Aguacates, cerveza y automóviles, claves en la relación México-EE.UU. ante la nueva guerra comercial
Ciudad de México, 5 de marzo de 2025.- La entrada en vigor este martes de los aranceles del 25% a productos mexicanos, impulsada por el presidente de Estados Unidos, Donald Trump, ha desencadenado una nueva guerra comercial entre ambos países, poniendo en jaque la sólida relación económica bilateral. A pesar de los esfuerzos de la presidenta de México, Claudia Sheinbaum, y su gabinete por evitar la medida, el impacto sobre sectores clave de la economía mexicana se hace cada vez más evidente.
La relación comercial entre México y Estados Unidos, que supera los 800.000 millones de dólares anuales, es uno de los pilares fundamentales de las economías de ambos países. En 2024, México registró un superávit comercial con EE.UU. de aproximadamente 160.000 millones de dólares, siendo este mercado destino de casi el 80% de las exportaciones mexicanas. Las exportaciones mexicanas a EE.UU. alcanzaron los 490.000 millones de dólares, representando cerca del 30 % del Producto Interno Bruto (PIB) de México, según el Instituto Mexicano de Competitividad (IMCO).
Sectores más afectados: Agroindustria y automotriz
México es un proveedor clave para el mercado estadounidense, especialmente en sectores como la agroindustria y la automotriz. En el ámbito agrícola, el impacto será directo, ya que el país es responsable de aproximadamente el 50 % de los tomates y el 80 % de los aguacates consumidos en EE.UU. Además, el 70 % de las hortalizas y el 50 % de las frutas que se venden en el mercado estadounidense provienen de México.

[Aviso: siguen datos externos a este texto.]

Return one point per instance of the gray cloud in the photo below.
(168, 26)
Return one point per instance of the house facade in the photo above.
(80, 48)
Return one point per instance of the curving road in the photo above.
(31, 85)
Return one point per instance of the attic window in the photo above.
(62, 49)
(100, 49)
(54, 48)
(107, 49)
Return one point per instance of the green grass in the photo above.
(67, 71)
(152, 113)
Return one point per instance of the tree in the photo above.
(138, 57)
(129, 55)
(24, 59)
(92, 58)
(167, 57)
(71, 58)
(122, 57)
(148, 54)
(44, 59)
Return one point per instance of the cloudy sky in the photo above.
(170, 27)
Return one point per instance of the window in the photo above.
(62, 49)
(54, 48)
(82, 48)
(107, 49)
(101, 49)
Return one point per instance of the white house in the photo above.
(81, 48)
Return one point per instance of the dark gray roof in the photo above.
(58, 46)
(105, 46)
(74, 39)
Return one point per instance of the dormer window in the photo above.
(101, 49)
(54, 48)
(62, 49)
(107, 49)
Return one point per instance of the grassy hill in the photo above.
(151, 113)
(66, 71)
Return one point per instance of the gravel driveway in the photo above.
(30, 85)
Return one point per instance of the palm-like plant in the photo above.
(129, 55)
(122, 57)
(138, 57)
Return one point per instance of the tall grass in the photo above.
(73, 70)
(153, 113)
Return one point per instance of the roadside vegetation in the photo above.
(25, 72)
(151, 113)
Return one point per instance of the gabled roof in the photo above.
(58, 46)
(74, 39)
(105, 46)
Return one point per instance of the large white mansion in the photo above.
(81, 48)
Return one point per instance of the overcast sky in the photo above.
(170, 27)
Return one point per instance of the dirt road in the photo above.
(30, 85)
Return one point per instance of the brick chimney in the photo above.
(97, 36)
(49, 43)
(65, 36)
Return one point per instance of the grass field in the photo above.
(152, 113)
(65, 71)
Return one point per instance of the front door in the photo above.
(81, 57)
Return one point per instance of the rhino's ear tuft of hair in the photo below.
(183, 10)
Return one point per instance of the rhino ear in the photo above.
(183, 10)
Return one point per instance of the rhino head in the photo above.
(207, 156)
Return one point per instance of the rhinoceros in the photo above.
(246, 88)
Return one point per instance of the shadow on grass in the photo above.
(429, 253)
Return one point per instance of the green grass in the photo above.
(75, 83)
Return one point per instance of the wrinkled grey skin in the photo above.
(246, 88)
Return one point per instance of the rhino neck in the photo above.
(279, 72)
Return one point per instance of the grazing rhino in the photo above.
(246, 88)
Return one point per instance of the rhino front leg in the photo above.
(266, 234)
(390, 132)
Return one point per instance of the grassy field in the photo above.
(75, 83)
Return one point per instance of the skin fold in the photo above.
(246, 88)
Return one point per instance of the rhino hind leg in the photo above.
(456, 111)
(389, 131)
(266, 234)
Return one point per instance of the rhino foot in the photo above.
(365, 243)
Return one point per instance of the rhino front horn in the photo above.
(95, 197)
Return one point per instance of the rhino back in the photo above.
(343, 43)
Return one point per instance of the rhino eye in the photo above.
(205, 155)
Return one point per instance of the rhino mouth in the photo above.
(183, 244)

La cerveza mexicana también ocupa un lugar destacado en la relación comercial, siendo la más vendida en EE.UU., mientras que el tequila mantiene una alta demanda en estados como Texas, California y Arizona.
El sector automotriz, crucial para la economía de ambos países, enfrenta también desafíos significativos. México aporta el 43 % del total de autopartes que EE.UU. importa y en 2023 exportó más de 3 millones de vehículos a ese mercado. Sin embargo, las cadenas de producción están profundamente integradas, con autopartes cruzando la frontera en varias ocasiones antes de ensamblarse en vehículos terminados. Empresas como General Motors y Ford, con plantas en México, podrían ver interrumpida su producción debido a la imposición de estos aranceles.

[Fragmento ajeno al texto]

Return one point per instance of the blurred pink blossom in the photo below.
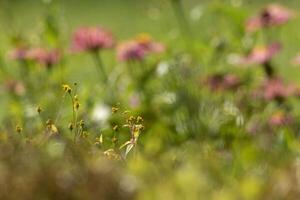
(92, 39)
(43, 56)
(271, 15)
(223, 82)
(138, 48)
(276, 89)
(261, 54)
(130, 50)
(280, 119)
(14, 87)
(19, 53)
(296, 60)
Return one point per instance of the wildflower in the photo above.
(15, 87)
(223, 82)
(280, 119)
(296, 60)
(276, 89)
(272, 15)
(19, 129)
(116, 128)
(39, 109)
(130, 50)
(149, 45)
(114, 109)
(19, 53)
(92, 39)
(44, 57)
(67, 88)
(70, 126)
(138, 48)
(261, 54)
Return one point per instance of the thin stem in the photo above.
(182, 21)
(100, 66)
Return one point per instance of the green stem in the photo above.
(100, 66)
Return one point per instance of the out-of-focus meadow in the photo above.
(149, 99)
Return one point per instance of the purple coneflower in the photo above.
(92, 39)
(272, 15)
(280, 119)
(276, 89)
(44, 57)
(220, 82)
(262, 54)
(138, 48)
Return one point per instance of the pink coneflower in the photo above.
(130, 50)
(92, 39)
(276, 89)
(19, 53)
(149, 45)
(280, 119)
(219, 82)
(296, 60)
(261, 54)
(14, 87)
(138, 48)
(44, 57)
(271, 15)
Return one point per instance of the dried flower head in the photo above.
(272, 15)
(92, 39)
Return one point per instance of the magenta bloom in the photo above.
(280, 119)
(138, 49)
(296, 60)
(262, 54)
(19, 54)
(272, 15)
(14, 87)
(276, 89)
(220, 82)
(130, 50)
(44, 57)
(92, 39)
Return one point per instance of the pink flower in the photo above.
(223, 82)
(271, 15)
(14, 87)
(296, 60)
(280, 119)
(138, 49)
(261, 54)
(19, 54)
(149, 45)
(92, 39)
(130, 50)
(276, 89)
(43, 56)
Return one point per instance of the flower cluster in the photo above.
(138, 48)
(92, 39)
(220, 82)
(272, 15)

El papel del T-MEC y las perspectivas económicas
El Tratado entre México, EE.UU. y Canadá (T-MEC), renegociado en 2020 durante el primer mandato de Trump, podría jugar un papel crucial en la disputa. México tiene la opción de recurrir a los mecanismos de solución de controversias establecidos en el tratado para impugnar las medidas arancelarias, argumentando que violan los compromisos comerciales acordados.
Con tensiones comerciales en aumento, las proyecciones económicas sugieren que México podría enfrentar una recesión como resultado de estos aranceles. Organismos internacionales y calificadoras han alertado sobre las consecuencias que podría tener para la economía mexicana, incluyendo el riesgo de una degradación en su calificación crediticia. Además, las represalias por parte del gobierno mexicano podrían agravar aún más la situación.
Esfuerzos fallidos de México para frenar los aranceles
A pesar de los esfuerzos del gobierno mexicano para detener la medida, como el despliegue de más de 10.000 guardias nacionales en la frontera y la deportación de importantes líderes del crimen organizado, incluyendo a Rafael Caro Quintero, los aranceles fueron finalmente implementados. México también ha intensificado las acciones contra el tráfico de drogas y las importaciones de productos provenientes de China, buscando imponer cuotas compensatorias y realizar investigaciones por prácticas de competencia desleal.
Este nuevo capítulo en la guerra comercial entre México y EE.UU. plantea incertidumbres para el futuro económico de ambos países, especialmente en un contexto en el que la interdependencia comercial es más evidente que nunca.